Wrasse now being specifically produced in aquaculture
This situation can certainly be seen as contributing to the fact that we are currently experiencing a revival of cleaner fish in salmon farms. And because wild fish catches alone are not sufficient to satisfy demand from salmon farms attempts are now being made to grow the fishes in aquaculture. The increase in demand for wrasse could be met more easily with farmed fish since the fishes have to be available in sufficient numbers at the required time and in good quality. Whilst supply from fisheries is mainly limited to the relatively short fishing season aquaculture can guarantee year-round supply. Salmon farmers can purchase the cleaner fish in accordance with the mesh size of their net cages and the size of the salmon. Farmed wrasses are more uniform in age, size and condition than wild catches and their health can be specifically controlled. And farming also serves to protect the natural wrasse stocks better from overfishing.
During recent years, several companies have been developed in Norway alone whose business model is based on farming wrasse: Marine Harvest Labrus, Profunda, Nordland Leppefisk and Cleanfish. Interest in farming this species is growing in Ireland and Scotland, too. In February this year the Scottish Salmon Company and the Morpol Group’s Meridian Salmon Group co-operated with the Scottish Salmon Producers Organization to set up a project for farming wrasse. A three-year contract with the Scottish fish farmer Otter Ferry Seafish provides for the production of more than 250,000 cleaner fish for Scottish salmon farms. In Canada, too, researchers were overjoyed when test cunners spawned and reproduced for the first time in the lab in August 2011.

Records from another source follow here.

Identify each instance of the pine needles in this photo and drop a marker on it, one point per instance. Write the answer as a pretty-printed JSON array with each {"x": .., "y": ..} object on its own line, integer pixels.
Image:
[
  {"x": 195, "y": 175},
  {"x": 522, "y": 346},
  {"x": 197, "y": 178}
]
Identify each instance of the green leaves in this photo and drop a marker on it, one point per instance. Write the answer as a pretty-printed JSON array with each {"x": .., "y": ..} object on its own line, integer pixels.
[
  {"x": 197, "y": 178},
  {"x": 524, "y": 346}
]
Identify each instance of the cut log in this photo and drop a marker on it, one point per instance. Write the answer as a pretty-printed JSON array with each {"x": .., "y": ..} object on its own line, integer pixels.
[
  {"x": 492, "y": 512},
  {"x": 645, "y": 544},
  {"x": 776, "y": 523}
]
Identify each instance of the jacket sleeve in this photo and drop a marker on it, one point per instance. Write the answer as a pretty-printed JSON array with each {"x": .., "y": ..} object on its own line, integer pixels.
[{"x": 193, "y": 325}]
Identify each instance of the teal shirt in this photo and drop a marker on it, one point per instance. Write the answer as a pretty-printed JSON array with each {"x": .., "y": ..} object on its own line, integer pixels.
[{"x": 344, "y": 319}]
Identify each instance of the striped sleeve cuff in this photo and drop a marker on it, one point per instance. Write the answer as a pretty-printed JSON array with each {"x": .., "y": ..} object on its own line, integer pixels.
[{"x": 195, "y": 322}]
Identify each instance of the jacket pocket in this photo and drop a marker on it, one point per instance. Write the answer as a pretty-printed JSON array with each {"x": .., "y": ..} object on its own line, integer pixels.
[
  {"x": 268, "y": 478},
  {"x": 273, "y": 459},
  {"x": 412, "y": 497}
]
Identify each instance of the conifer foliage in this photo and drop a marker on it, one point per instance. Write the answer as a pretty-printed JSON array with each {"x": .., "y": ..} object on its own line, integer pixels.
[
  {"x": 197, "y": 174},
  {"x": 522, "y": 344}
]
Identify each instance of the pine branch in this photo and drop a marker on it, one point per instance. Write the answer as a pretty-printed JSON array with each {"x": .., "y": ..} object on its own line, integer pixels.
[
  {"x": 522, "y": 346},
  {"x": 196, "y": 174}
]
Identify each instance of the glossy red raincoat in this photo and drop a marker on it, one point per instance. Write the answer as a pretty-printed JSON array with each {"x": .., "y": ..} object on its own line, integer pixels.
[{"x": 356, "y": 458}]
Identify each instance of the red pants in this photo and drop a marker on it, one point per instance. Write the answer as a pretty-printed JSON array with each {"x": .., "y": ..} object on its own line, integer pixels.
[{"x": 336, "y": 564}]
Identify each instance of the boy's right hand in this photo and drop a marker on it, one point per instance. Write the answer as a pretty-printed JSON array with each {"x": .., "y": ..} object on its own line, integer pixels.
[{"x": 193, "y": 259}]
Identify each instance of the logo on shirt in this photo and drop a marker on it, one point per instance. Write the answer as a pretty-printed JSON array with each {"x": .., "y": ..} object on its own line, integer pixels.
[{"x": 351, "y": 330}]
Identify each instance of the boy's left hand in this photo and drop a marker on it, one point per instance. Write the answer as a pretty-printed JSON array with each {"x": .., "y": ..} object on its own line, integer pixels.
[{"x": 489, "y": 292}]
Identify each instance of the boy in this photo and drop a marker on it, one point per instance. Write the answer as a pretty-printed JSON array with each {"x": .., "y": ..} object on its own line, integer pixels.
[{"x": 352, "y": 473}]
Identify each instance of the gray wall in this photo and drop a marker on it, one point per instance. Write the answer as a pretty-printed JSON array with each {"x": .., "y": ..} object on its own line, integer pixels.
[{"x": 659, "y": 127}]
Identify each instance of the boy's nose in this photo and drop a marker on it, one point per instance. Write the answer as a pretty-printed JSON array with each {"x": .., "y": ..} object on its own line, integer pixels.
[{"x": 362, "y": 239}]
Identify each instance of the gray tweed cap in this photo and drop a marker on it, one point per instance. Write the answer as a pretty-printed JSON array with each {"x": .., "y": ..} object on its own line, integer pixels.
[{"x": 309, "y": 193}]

Their pleasure is understandable for up to now little is known about the biology and reproduction of wrasse. Farming these fishes is a real challenge, and much still has to be left to chance. Ballan wrasse (Labrus bergylta), for example, is a protogenic hermaphrodite, i.e. all the fishes are initially female and later on become male. Apart from that, the males are territorial and not very compatible with one another. Bites which occur during conflicts can become infected and cause the injured fish’s death. The fishes need special soft feed and sufficient places to hide if they are to reproduce. The larvae are only 3.5 m
m long when they hatch and initially have to be fed on enriched rotatoria. Wrasse farmers benefit from the wealth of existing experience in hatching cod larvae. Despite certain advancements, however, they still have to cope with poor growth, deformations and high mortality rates among the young wrasses. There is still no good commercial feed available and it takes several months for the fishes to grow to 30 to 70 grams (10-14 cm) and thus a sufficient size for them to act as lice pickers. But the effort could prove worthwhile in the long run if salmon louse can ultimately be combated using biological means with the result that less chemicals would be required.